Parece-me que tudo isso tem raízes cartesianas, a idolatria do próprio pensamento, mesmo que desconectado da realidade, elevado não só à categoria já falsa de juiz da realidade, mas um mago moldador da realidade por seu próprio poder. 


Finalmente parece-me uma certa negativa do pecado original, colocando o Mal não só como originário em si mesmo, mas sempre fora. Nós temos em nós o Mal, nascemos com ele e qualquer honesto exame de consciência o percebe (eu disse "honesto"!). Nosso Senhor já disse que é de dentro do homem que vem a impureza. Mas o problema é o "olho grande" alheio. 

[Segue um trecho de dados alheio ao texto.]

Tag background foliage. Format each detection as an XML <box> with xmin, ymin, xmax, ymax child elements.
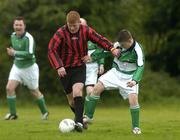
<box><xmin>0</xmin><ymin>0</ymin><xmax>180</xmax><ymax>101</ymax></box>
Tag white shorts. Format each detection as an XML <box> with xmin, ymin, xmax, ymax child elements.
<box><xmin>8</xmin><ymin>63</ymin><xmax>39</xmax><ymax>89</ymax></box>
<box><xmin>98</xmin><ymin>68</ymin><xmax>139</xmax><ymax>99</ymax></box>
<box><xmin>85</xmin><ymin>63</ymin><xmax>98</xmax><ymax>86</ymax></box>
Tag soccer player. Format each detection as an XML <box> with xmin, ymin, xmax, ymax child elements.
<box><xmin>5</xmin><ymin>17</ymin><xmax>49</xmax><ymax>120</ymax></box>
<box><xmin>48</xmin><ymin>11</ymin><xmax>119</xmax><ymax>132</ymax></box>
<box><xmin>84</xmin><ymin>30</ymin><xmax>144</xmax><ymax>134</ymax></box>
<box><xmin>80</xmin><ymin>18</ymin><xmax>104</xmax><ymax>95</ymax></box>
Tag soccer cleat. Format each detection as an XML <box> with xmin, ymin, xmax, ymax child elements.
<box><xmin>132</xmin><ymin>127</ymin><xmax>141</xmax><ymax>135</ymax></box>
<box><xmin>83</xmin><ymin>115</ymin><xmax>93</xmax><ymax>124</ymax></box>
<box><xmin>42</xmin><ymin>112</ymin><xmax>49</xmax><ymax>120</ymax></box>
<box><xmin>75</xmin><ymin>122</ymin><xmax>83</xmax><ymax>132</ymax></box>
<box><xmin>4</xmin><ymin>113</ymin><xmax>18</xmax><ymax>120</ymax></box>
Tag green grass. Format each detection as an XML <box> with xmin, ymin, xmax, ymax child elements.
<box><xmin>0</xmin><ymin>104</ymin><xmax>180</xmax><ymax>140</ymax></box>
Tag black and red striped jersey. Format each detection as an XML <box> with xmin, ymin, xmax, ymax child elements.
<box><xmin>48</xmin><ymin>25</ymin><xmax>113</xmax><ymax>69</ymax></box>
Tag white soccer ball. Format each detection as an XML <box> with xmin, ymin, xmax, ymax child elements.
<box><xmin>59</xmin><ymin>119</ymin><xmax>75</xmax><ymax>133</ymax></box>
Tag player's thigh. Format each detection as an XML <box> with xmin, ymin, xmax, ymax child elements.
<box><xmin>128</xmin><ymin>93</ymin><xmax>139</xmax><ymax>106</ymax></box>
<box><xmin>98</xmin><ymin>68</ymin><xmax>120</xmax><ymax>90</ymax></box>
<box><xmin>6</xmin><ymin>80</ymin><xmax>19</xmax><ymax>95</ymax></box>
<box><xmin>85</xmin><ymin>63</ymin><xmax>98</xmax><ymax>85</ymax></box>
<box><xmin>22</xmin><ymin>64</ymin><xmax>39</xmax><ymax>90</ymax></box>
<box><xmin>8</xmin><ymin>64</ymin><xmax>22</xmax><ymax>83</ymax></box>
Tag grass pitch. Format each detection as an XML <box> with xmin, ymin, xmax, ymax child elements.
<box><xmin>0</xmin><ymin>104</ymin><xmax>180</xmax><ymax>140</ymax></box>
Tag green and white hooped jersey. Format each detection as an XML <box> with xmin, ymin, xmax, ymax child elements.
<box><xmin>88</xmin><ymin>41</ymin><xmax>104</xmax><ymax>64</ymax></box>
<box><xmin>11</xmin><ymin>32</ymin><xmax>36</xmax><ymax>68</ymax></box>
<box><xmin>113</xmin><ymin>41</ymin><xmax>144</xmax><ymax>82</ymax></box>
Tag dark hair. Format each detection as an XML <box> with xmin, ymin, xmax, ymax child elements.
<box><xmin>118</xmin><ymin>29</ymin><xmax>132</xmax><ymax>42</ymax></box>
<box><xmin>14</xmin><ymin>16</ymin><xmax>26</xmax><ymax>24</ymax></box>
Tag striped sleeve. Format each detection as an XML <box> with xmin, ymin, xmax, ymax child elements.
<box><xmin>48</xmin><ymin>29</ymin><xmax>63</xmax><ymax>69</ymax></box>
<box><xmin>88</xmin><ymin>27</ymin><xmax>113</xmax><ymax>51</ymax></box>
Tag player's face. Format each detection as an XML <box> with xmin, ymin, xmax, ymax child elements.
<box><xmin>120</xmin><ymin>39</ymin><xmax>133</xmax><ymax>49</ymax></box>
<box><xmin>13</xmin><ymin>20</ymin><xmax>25</xmax><ymax>36</ymax></box>
<box><xmin>67</xmin><ymin>21</ymin><xmax>80</xmax><ymax>34</ymax></box>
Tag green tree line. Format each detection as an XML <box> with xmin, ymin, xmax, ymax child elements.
<box><xmin>0</xmin><ymin>0</ymin><xmax>180</xmax><ymax>100</ymax></box>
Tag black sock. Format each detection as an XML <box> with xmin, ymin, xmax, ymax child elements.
<box><xmin>74</xmin><ymin>96</ymin><xmax>84</xmax><ymax>124</ymax></box>
<box><xmin>69</xmin><ymin>106</ymin><xmax>75</xmax><ymax>114</ymax></box>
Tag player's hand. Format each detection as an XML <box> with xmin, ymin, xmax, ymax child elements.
<box><xmin>57</xmin><ymin>67</ymin><xmax>66</xmax><ymax>77</ymax></box>
<box><xmin>6</xmin><ymin>47</ymin><xmax>15</xmax><ymax>56</ymax></box>
<box><xmin>98</xmin><ymin>64</ymin><xmax>104</xmax><ymax>75</ymax></box>
<box><xmin>127</xmin><ymin>80</ymin><xmax>137</xmax><ymax>87</ymax></box>
<box><xmin>82</xmin><ymin>55</ymin><xmax>92</xmax><ymax>63</ymax></box>
<box><xmin>111</xmin><ymin>48</ymin><xmax>121</xmax><ymax>57</ymax></box>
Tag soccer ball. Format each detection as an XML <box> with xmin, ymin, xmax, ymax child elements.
<box><xmin>59</xmin><ymin>119</ymin><xmax>75</xmax><ymax>133</ymax></box>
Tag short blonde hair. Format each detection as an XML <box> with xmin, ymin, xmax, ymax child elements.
<box><xmin>66</xmin><ymin>11</ymin><xmax>80</xmax><ymax>24</ymax></box>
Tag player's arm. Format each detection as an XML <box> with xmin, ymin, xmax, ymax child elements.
<box><xmin>88</xmin><ymin>27</ymin><xmax>120</xmax><ymax>57</ymax></box>
<box><xmin>48</xmin><ymin>31</ymin><xmax>64</xmax><ymax>70</ymax></box>
<box><xmin>132</xmin><ymin>47</ymin><xmax>145</xmax><ymax>83</ymax></box>
<box><xmin>14</xmin><ymin>36</ymin><xmax>35</xmax><ymax>58</ymax></box>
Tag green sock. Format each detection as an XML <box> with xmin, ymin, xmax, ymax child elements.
<box><xmin>84</xmin><ymin>96</ymin><xmax>100</xmax><ymax>118</ymax></box>
<box><xmin>130</xmin><ymin>105</ymin><xmax>140</xmax><ymax>128</ymax></box>
<box><xmin>7</xmin><ymin>95</ymin><xmax>16</xmax><ymax>115</ymax></box>
<box><xmin>36</xmin><ymin>96</ymin><xmax>48</xmax><ymax>114</ymax></box>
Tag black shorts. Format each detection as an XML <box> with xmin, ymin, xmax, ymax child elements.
<box><xmin>61</xmin><ymin>64</ymin><xmax>86</xmax><ymax>94</ymax></box>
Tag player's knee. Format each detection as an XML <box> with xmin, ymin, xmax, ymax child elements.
<box><xmin>6</xmin><ymin>86</ymin><xmax>15</xmax><ymax>95</ymax></box>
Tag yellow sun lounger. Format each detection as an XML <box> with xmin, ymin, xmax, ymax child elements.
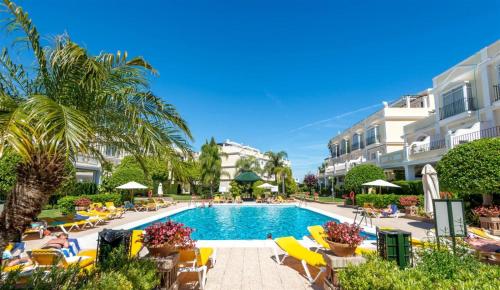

É um pouco paradoxal isso, já que os outros são "eus" e teriam capacidade de bondade do "pensamento positivo" pelo menos para si. Por que para mim vem apenas "olho grande" e maldade? De mim não pode também vir um "olho grande reflexivo" que me fizesse mal naturalmente? Devo ficar me acautelando dos outros homens, porém me abrindo a todo tipo de concupiscência e auto-engano interno? É como um senhor na guerra que se fecha em seu castelo e ignora o assassino que já está dentro dos muros. 


Apenas reflexões em certas certezas populares que moldam nossas ações.